At the northmost point of Tarbat is a creek accessible to a boat at highwater. There is a tradition of a fort, built here on a small mote within the creek, having the sea on each side. No vestiges remain of the building, both the mote and a narrow neck or causeway which led to it from the land being now covered with grass, but it is easy to trace the foundation of a wall of considerable extent, which defended it on the landside. The creek retains the name of Port-Chastril, or Castlehaven, and, from it, the first Earl of Cromarty, assumed one his titles of nobility, and transferred that name to the old family seat, Tarbat, which is now in the maps of this part of Scotland marked Castlehaven. This fort might be intended to repel the Danes and Norwegians, who formerly so often infested the coast, or as a place of security from the predatory incursions of the natives in those uncivilized times, when it was customary for the head of one clan with his follower, to break into the territories of another, with every act of hostility.

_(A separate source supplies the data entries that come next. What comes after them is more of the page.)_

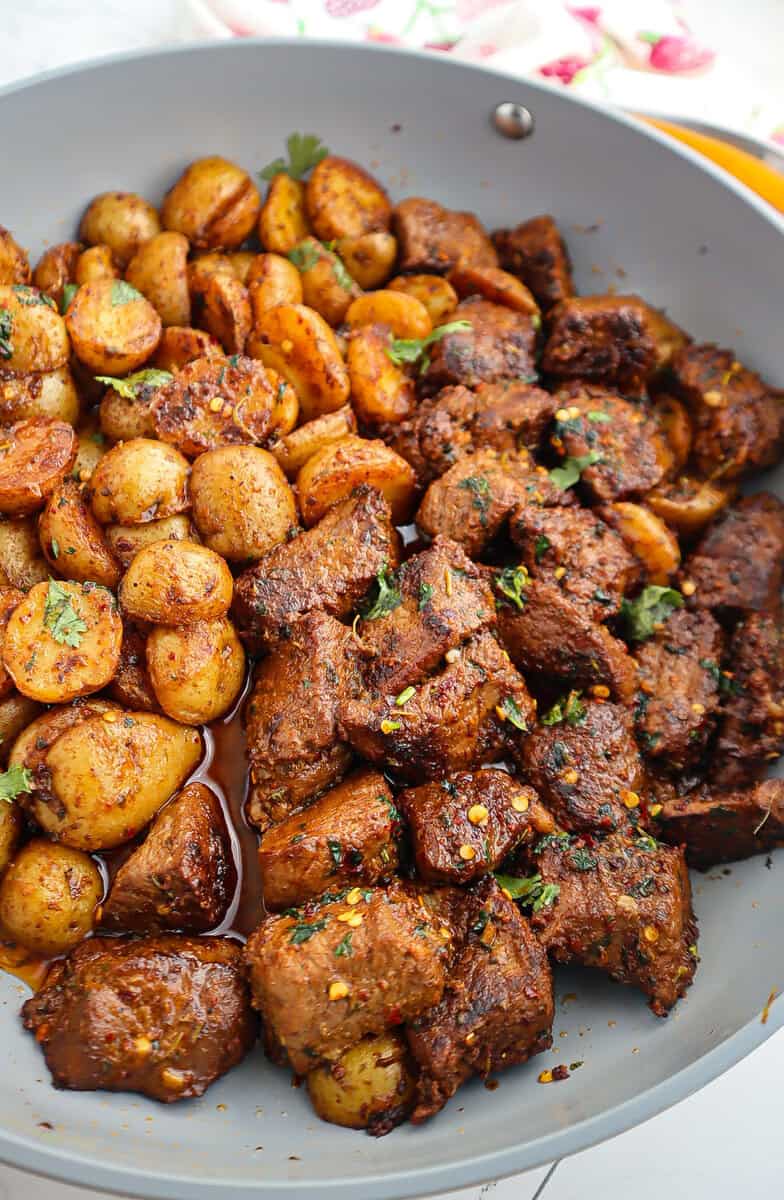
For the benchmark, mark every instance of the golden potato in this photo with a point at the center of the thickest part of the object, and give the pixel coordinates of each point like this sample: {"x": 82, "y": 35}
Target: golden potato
{"x": 243, "y": 504}
{"x": 175, "y": 583}
{"x": 214, "y": 203}
{"x": 405, "y": 315}
{"x": 335, "y": 471}
{"x": 282, "y": 221}
{"x": 197, "y": 671}
{"x": 63, "y": 641}
{"x": 370, "y": 1085}
{"x": 137, "y": 481}
{"x": 48, "y": 897}
{"x": 33, "y": 334}
{"x": 343, "y": 201}
{"x": 107, "y": 777}
{"x": 300, "y": 346}
{"x": 159, "y": 270}
{"x": 112, "y": 327}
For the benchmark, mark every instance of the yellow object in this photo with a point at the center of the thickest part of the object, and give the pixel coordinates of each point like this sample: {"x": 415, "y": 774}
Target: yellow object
{"x": 753, "y": 172}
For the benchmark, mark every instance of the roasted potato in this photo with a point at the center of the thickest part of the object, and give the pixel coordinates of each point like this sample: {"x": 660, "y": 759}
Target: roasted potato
{"x": 175, "y": 583}
{"x": 214, "y": 203}
{"x": 197, "y": 671}
{"x": 63, "y": 641}
{"x": 335, "y": 471}
{"x": 107, "y": 777}
{"x": 48, "y": 897}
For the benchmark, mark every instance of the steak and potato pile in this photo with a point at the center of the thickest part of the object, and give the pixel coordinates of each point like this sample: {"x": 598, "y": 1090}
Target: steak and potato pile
{"x": 460, "y": 553}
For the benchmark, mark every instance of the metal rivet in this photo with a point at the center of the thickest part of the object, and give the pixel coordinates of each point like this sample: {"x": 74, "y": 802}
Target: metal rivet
{"x": 513, "y": 120}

The parishes of Nigg, Fearn and Tarbat lie in a direct line betwixt Dunseath, or Dunsheath-Ness at the west, and Tarbat-Ness, where Port-Chastril lies, at the east, and both forts, from their situation, would easily protect these and the other adjacent parishes, which, from their fertility, were most liable to be attacked by plunderers. And the etymology of the Gaelic word Ether-Dovur, or Eddir dha Mhuir, is exactly descriptive of the situation of the fort at Tarbat-Ness, which stood on a narrow point betwixt two seas. If this account shall be rejected, it will be difficult, by tradition or any other way, to find a place where in to fix the castle of Ether Dovur.
There were in the parish six of those houses called castles, which towards the end of the last and the beginning of this century were inhabited by antient and respectable families. One of them belonged to the Sinclairs of Dunbeath. The ruins of another stand a monument of the taste and grandeur of former times. The old name was Tarbat Castle, and Ballone, from a marsh behind it. It stands above the sea, and upon the very limits of the property, as if intended to prevent incroachments.